A Blog by Jonathan Low


Apr 30, 2016

Should We Feed the Trolls?

Online behavior is getting worse, spurred by distance, often by anonymity - and almost always by a total absence of consequences. The question is what to do about it. JL

Adrienne LaFrance comments in The Atlantic:

Let’s get this out of the way first: The Internet is the real world.  Reacting to individual trolls, cretins, and bullies may well be an essential part of this larger process, but fighting harassment  in a lasting way will take a much larger and more coordinated effort—one that’s rooted in a shared belief of what the web should be like, which is a reflection of what the world should be like, too.
Let’s get this out of the way first: The Internet is the real world.
What you say online is still you saying something—even if you’re shielded by an anonymous account; even if you’re saying it just to be provocative, or performative, or God only knows why else. You on the web is still you, just like you on the telephone is you.

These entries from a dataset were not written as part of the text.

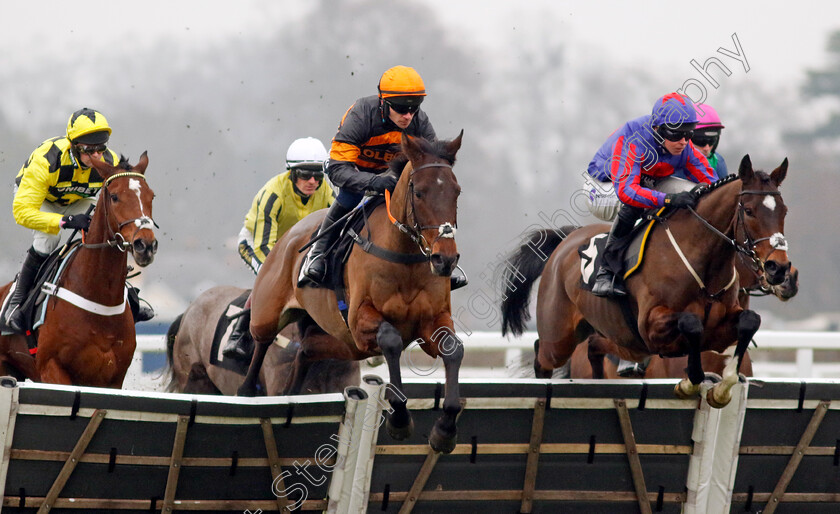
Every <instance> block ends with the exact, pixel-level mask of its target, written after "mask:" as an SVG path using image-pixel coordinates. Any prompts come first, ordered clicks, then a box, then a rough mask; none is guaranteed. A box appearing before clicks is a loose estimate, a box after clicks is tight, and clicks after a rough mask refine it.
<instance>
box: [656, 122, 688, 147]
mask: <svg viewBox="0 0 840 514" xmlns="http://www.w3.org/2000/svg"><path fill="white" fill-rule="evenodd" d="M659 135H660V136H662V137H664V138H665V139H667V140H668V141H672V142H674V143H676V142H677V141H680V140H682V139H685V140H686V141H688V140H689V139H691V138H692V136H694V131H693V130H685V129H682V130H674V129H670V128H668V126H667V125H660V127H659Z"/></svg>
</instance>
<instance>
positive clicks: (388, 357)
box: [376, 321, 414, 441]
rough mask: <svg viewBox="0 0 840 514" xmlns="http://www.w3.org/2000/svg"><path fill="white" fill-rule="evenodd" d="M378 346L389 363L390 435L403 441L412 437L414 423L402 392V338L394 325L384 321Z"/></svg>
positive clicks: (378, 334) (382, 353) (389, 399)
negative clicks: (401, 361) (401, 359)
mask: <svg viewBox="0 0 840 514" xmlns="http://www.w3.org/2000/svg"><path fill="white" fill-rule="evenodd" d="M376 344H377V345H379V348H380V349H381V350H382V355H384V356H385V361H386V362H387V363H388V376H389V378H390V385H389V386H388V388H387V398H388V401H389V402H390V404H391V409H392V410H391V415H390V416H388V423H387V427H388V433H389V434H391V437H393V438H394V439H396V440H398V441H402V440H403V439H406V438H408V437H409V436H411V434H412V432H413V431H414V421H413V420H412V419H411V413H410V412H408V407H407V406H406V404H407V402H408V398H407V397H406V396H405V394H403V392H402V375H401V374H400V356H401V355H402V352H403V342H402V337H401V336H400V333H399V332H398V331H397V329H396V328H394V326H393V325H391V324H390V323H388V322H387V321H383V322H382V323H381V324H380V325H379V329H378V330H377V332H376Z"/></svg>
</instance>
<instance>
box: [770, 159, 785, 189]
mask: <svg viewBox="0 0 840 514" xmlns="http://www.w3.org/2000/svg"><path fill="white" fill-rule="evenodd" d="M786 176H787V157H785V160H784V161H782V164H780V165H779V167H778V168H776V169H775V170H773V173H771V174H770V179H771V180H772V181H773V182H775V183H776V187H779V186H780V185H782V181H783V180H784V179H785V177H786Z"/></svg>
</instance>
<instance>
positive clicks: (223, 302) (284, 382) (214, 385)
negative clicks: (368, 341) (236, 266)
mask: <svg viewBox="0 0 840 514" xmlns="http://www.w3.org/2000/svg"><path fill="white" fill-rule="evenodd" d="M244 292H245V289H242V288H239V287H233V286H217V287H213V288H210V289H208V290H207V291H205V292H203V293H201V294H200V295H199V296H198V298H196V299H195V301H194V302H192V303H191V304H190V306H189V307H187V310H186V311H184V313H183V314H181V315H180V316H178V318H176V319H175V321H174V322H173V323H172V325H171V326H170V327H169V331H168V333H167V337H166V340H167V344H166V354H167V360H168V363H169V370H170V381H169V384H168V387H167V390H169V391H174V392H178V393H191V394H226V395H235V394H236V390H237V389H238V388H239V387H240V386H241V385H242V382H243V381H244V380H245V377H244V376H243V375H240V374H239V373H237V372H235V371H232V370H230V369H226V368H224V367H221V366H217V365H214V364H212V359H211V358H210V354H211V352H212V347H213V338H214V336H215V334H216V326H217V324H218V322H219V320H220V319H221V318H222V316H225V315H226V311H227V308H228V306H229V305H230V303H231V302H232V301H233V300H235V299H236V298H239V297H240V296H241V295H242V294H243V293H244ZM296 329H298V326H297V325H296V324H290V325H289V326H288V327H287V329H286V330H284V331H283V334H282V335H283V337H282V338H281V339H282V340H285V341H286V342H287V343H288V346H286V347H281V346H280V345H278V344H272V345H271V346H270V347H269V348H268V350H267V353H266V357H265V362H264V363H263V367H262V372H261V373H260V385H261V387H262V390H263V392H264V393H265V394H266V395H268V396H277V395H281V394H283V393H284V390H285V388H286V384H287V382H288V381H289V378H290V377H291V376H292V375H293V374H294V371H295V366H296V362H295V357H296V356H297V348H298V345H299V343H298V341H300V334H301V333H304V332H305V331H306V329H305V328H304V330H296ZM222 346H224V342H222ZM360 380H361V376H360V371H359V363H358V362H356V361H338V360H323V361H318V362H315V363H313V364H312V366H310V367H309V369H308V371H307V372H306V376H305V377H304V378H303V385H302V386H301V390H300V392H301V393H303V394H319V393H339V392H342V391H344V388H345V387H347V386H350V385H358V384H359V382H360Z"/></svg>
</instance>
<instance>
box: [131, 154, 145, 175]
mask: <svg viewBox="0 0 840 514" xmlns="http://www.w3.org/2000/svg"><path fill="white" fill-rule="evenodd" d="M147 154H148V151H144V152H143V155H141V156H140V160H139V161H137V166H135V167H134V170H133V171H135V172H137V173H144V174H145V173H146V166H148V165H149V156H148V155H147Z"/></svg>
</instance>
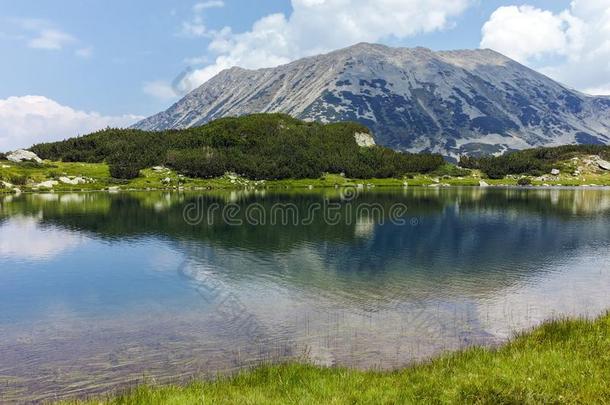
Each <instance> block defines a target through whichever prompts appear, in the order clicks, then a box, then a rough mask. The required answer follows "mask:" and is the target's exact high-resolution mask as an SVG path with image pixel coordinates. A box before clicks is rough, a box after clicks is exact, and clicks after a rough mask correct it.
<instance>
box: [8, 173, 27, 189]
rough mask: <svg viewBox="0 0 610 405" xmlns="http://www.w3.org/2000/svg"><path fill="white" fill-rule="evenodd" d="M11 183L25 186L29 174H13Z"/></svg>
mask: <svg viewBox="0 0 610 405" xmlns="http://www.w3.org/2000/svg"><path fill="white" fill-rule="evenodd" d="M9 183H11V184H14V185H16V186H25V185H26V184H27V183H28V176H25V175H21V174H12V175H10V176H9Z"/></svg>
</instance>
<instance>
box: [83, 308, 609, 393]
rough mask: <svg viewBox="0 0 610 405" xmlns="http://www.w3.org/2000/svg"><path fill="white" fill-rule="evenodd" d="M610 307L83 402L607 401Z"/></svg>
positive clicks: (152, 387) (257, 369)
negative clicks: (494, 336) (432, 360)
mask: <svg viewBox="0 0 610 405" xmlns="http://www.w3.org/2000/svg"><path fill="white" fill-rule="evenodd" d="M608 402H610V313H609V314H607V315H605V316H603V317H601V318H599V319H598V320H596V321H587V320H561V321H553V322H549V323H546V324H544V325H543V326H541V327H539V328H537V329H535V330H533V331H531V332H529V333H526V334H523V335H521V336H519V337H517V338H515V339H514V340H513V341H512V342H511V343H509V344H507V345H505V346H503V347H502V348H499V349H497V350H494V349H484V348H473V349H469V350H466V351H463V352H459V353H454V354H448V355H445V356H442V357H440V358H437V359H435V360H433V361H431V362H429V363H427V364H422V365H417V366H414V367H409V368H406V369H403V370H400V371H396V372H362V371H353V370H347V369H336V368H330V369H329V368H319V367H314V366H309V365H299V364H287V365H279V366H264V367H261V368H258V369H255V370H253V371H249V372H244V373H242V374H239V375H237V376H236V377H233V378H230V379H220V380H218V381H216V382H199V383H194V384H191V385H189V386H186V387H178V386H167V387H146V386H143V387H140V388H137V389H134V390H132V391H129V392H127V393H124V394H122V395H118V396H114V397H108V398H106V399H103V398H102V399H96V400H91V401H85V402H82V403H90V404H97V403H108V404H196V403H199V404H203V403H231V404H233V403H235V404H286V403H299V404H310V403H333V404H354V403H375V404H379V403H382V404H383V403H385V404H394V403H460V404H461V403H485V404H518V403H519V404H520V403H608Z"/></svg>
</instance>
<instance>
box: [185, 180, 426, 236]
mask: <svg viewBox="0 0 610 405" xmlns="http://www.w3.org/2000/svg"><path fill="white" fill-rule="evenodd" d="M357 197H358V190H357V189H355V188H346V189H344V190H342V191H341V196H340V199H339V200H330V199H328V198H325V199H323V200H322V201H321V202H312V203H309V204H307V205H306V206H299V205H297V204H294V203H290V202H289V203H286V202H276V203H273V204H270V205H264V204H262V203H260V202H252V203H248V204H237V203H234V202H230V203H226V204H221V203H219V202H209V201H207V200H206V199H205V198H203V197H201V198H198V199H197V200H196V201H193V202H190V203H188V204H186V205H185V207H184V210H183V218H184V221H185V222H186V223H187V224H189V225H191V226H199V225H208V226H213V225H217V224H218V223H219V222H220V223H221V224H224V225H229V226H243V225H250V226H265V225H272V226H274V225H282V226H295V227H297V226H309V225H312V224H314V223H319V222H320V221H321V222H322V223H324V224H326V225H331V226H335V225H352V224H355V223H359V222H361V221H363V220H366V221H367V222H369V223H374V224H378V225H384V224H385V223H390V224H393V225H399V226H403V225H407V224H410V225H412V226H415V225H418V223H419V221H418V219H417V218H411V219H408V218H407V212H408V207H407V206H406V205H405V204H403V203H400V202H395V203H393V204H391V205H389V206H387V205H383V204H380V203H369V202H364V201H358V200H357Z"/></svg>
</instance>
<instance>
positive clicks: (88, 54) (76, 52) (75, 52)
mask: <svg viewBox="0 0 610 405" xmlns="http://www.w3.org/2000/svg"><path fill="white" fill-rule="evenodd" d="M74 54H75V55H76V56H79V57H81V58H84V59H89V58H90V57H92V56H93V48H92V47H90V46H88V47H86V48H79V49H77V50H76V51H74Z"/></svg>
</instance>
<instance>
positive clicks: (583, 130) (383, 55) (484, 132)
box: [135, 43, 610, 157]
mask: <svg viewBox="0 0 610 405" xmlns="http://www.w3.org/2000/svg"><path fill="white" fill-rule="evenodd" d="M257 112H283V113H287V114H290V115H292V116H294V117H296V118H300V119H305V120H316V121H321V122H336V121H346V120H349V121H356V122H360V123H362V124H364V125H366V126H368V127H369V128H371V130H372V131H373V133H374V134H375V138H376V141H377V143H379V144H382V145H385V146H389V147H392V148H394V149H397V150H408V151H413V152H415V151H432V152H439V153H442V154H444V155H446V156H453V157H457V156H458V155H461V154H471V155H476V154H481V153H494V154H498V153H503V152H505V151H507V150H513V149H525V148H530V147H535V146H553V145H561V144H573V143H580V144H608V143H610V97H593V96H588V95H585V94H583V93H580V92H577V91H575V90H572V89H569V88H567V87H566V86H563V85H561V84H559V83H557V82H555V81H553V80H551V79H549V78H548V77H546V76H544V75H542V74H540V73H537V72H535V71H533V70H531V69H529V68H527V67H525V66H523V65H521V64H519V63H517V62H515V61H513V60H511V59H509V58H507V57H506V56H503V55H501V54H499V53H497V52H495V51H492V50H489V49H480V50H479V49H477V50H460V51H442V52H434V51H431V50H429V49H426V48H413V49H409V48H391V47H387V46H384V45H376V44H367V43H361V44H357V45H354V46H351V47H349V48H345V49H341V50H338V51H334V52H331V53H328V54H325V55H318V56H313V57H309V58H304V59H300V60H297V61H295V62H292V63H289V64H287V65H283V66H279V67H276V68H268V69H259V70H247V69H242V68H237V67H235V68H231V69H228V70H225V71H223V72H221V73H219V74H218V75H217V76H215V77H213V78H212V79H211V80H209V81H208V82H207V83H205V84H203V85H202V86H200V87H199V88H197V89H196V90H194V91H193V92H191V93H190V94H188V95H187V96H186V97H184V98H183V99H182V100H180V101H178V102H177V103H176V104H174V105H173V106H171V107H170V108H169V109H168V110H167V111H164V112H161V113H159V114H156V115H154V116H152V117H150V118H147V119H145V120H143V121H141V122H139V123H137V124H136V125H135V128H140V129H147V130H163V129H169V128H188V127H193V126H199V125H203V124H205V123H207V122H209V121H210V120H213V119H216V118H221V117H227V116H240V115H245V114H250V113H257Z"/></svg>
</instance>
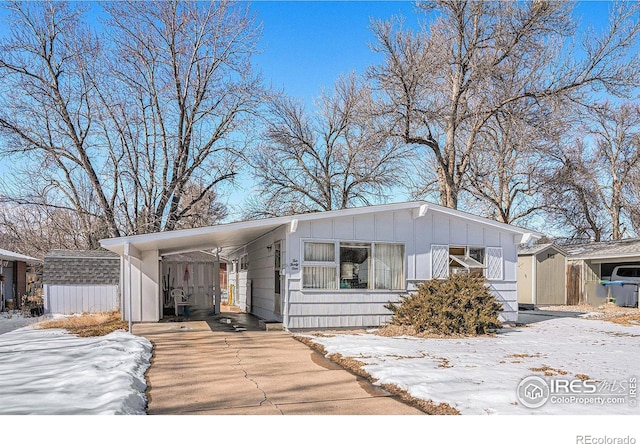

Technology doesn’t magically make a person’s behavior inauthentic, or pretend, or inconsequential.
In an essay last week, the writer Stephen Marche set out to explore a Reddit-hosted community that has a reputation for being one of the most misogynistic swamps on the Internet. Marche’s puzzling conclusion was that the participants in this group are pathetic and afraid, their fear fueled in part by a desire for cultural clarity, not by mere hatred of women. He dismissed them, implying they weren’t threatening in any substantial way, and, in the end, suggested they read more classic literature. All this, it seemed, stemmed from Marche’s central (and misguided) question: “Are we our real selves on the internet, or are we not?”
The answer, of course, is that we are our real selves online as much as we are our real selves anywhere else. The Internet is the real world! This stuff should be easy. But it gets harder from here.
* * *
Harassment has been a serious problem online since the dawn of the web. In 1984, scientists puzzled over the “surprising prevalence of rudeness, profanity, exultation, and other emotional outbursts,” that seemed to characterize computer-based communications, The New York Times reported that year.
Today, the majority of Internet users have witnessed name-calling and attempts at humiliating someone online, according to a 2014 Pew survey—and 40 percent of those surveyed said they’d experienced such treatment (or more severe forms of harassment) themselves. Among those who have been harassed, many episodes went beyond name calling to include physical threats, stalking, sexual harassment, or sustained attacks over time. Men (44 percent) were more likely than women (37 percent) to experience online harassment of any kind, but much of the worst harassment is disproportionately targeted at women—and young women, in particular.
And yet, despite close attention from scholars, and a seemingly endless stream of terrifying anecdotes, it has remained difficult to quantify or otherwise analyze harassment on any given platform. Which means it’s even harder to gauge whether things are getting better or worse.
“At the moment, it’s impossible to know if or when any online platform has actually improved in terms of the harassment people receive or their response to harassment,” said Nathan Matias, a Ph.D. candidate at MIT who studies online harassment. “The Guardian is literally the first platform in history, as far as I can tell—and I’ve looked very, very carefully—to ever do that.”
Matias is referring to a major analysis of The Guardian’s comment section, published by the news organization last week—notable because of its findings, but also because of how rare such an examination is. It found that eight of The Guardian’s 10 regular writers who got the most abuse from commenters online were women (four white and four non-white) and two were black men. (The 10 regular writers who got the least abuse were all men.)
The Guardian also found that, over a five year period, articles written by women consistently
elicited more abusive responses than articles written by men. That was the case across almost all sections of the website—though women received particularly egregious treatment compared with their male peers in sections that were otherwise dominated by men (like sports and technology). Certain topics prompted more abusive responses, too. “Conversations about crosswords, cricket, horse racing and jazz were respectful,” The Guardian wrote. “Articles about feminism attracted very high levels of blocked comments. And so did rape.” The message to women is clear: You’re permitted to speak publicly about word puzzles and saxophone solos, but examine gender politics at your own risk.
This sort of vitriol isn’t just aimed at journalists. Many women report experiencing abuse on dating sites, too. “Men also sometimes call me a whore if I don’t write back,” a friend of mine, Frannie Steinlage, wrote in a recent essay. “They abruptly sexually proposition me. They tell me they’d rape me. They send me unsolicited photographs of their penis.”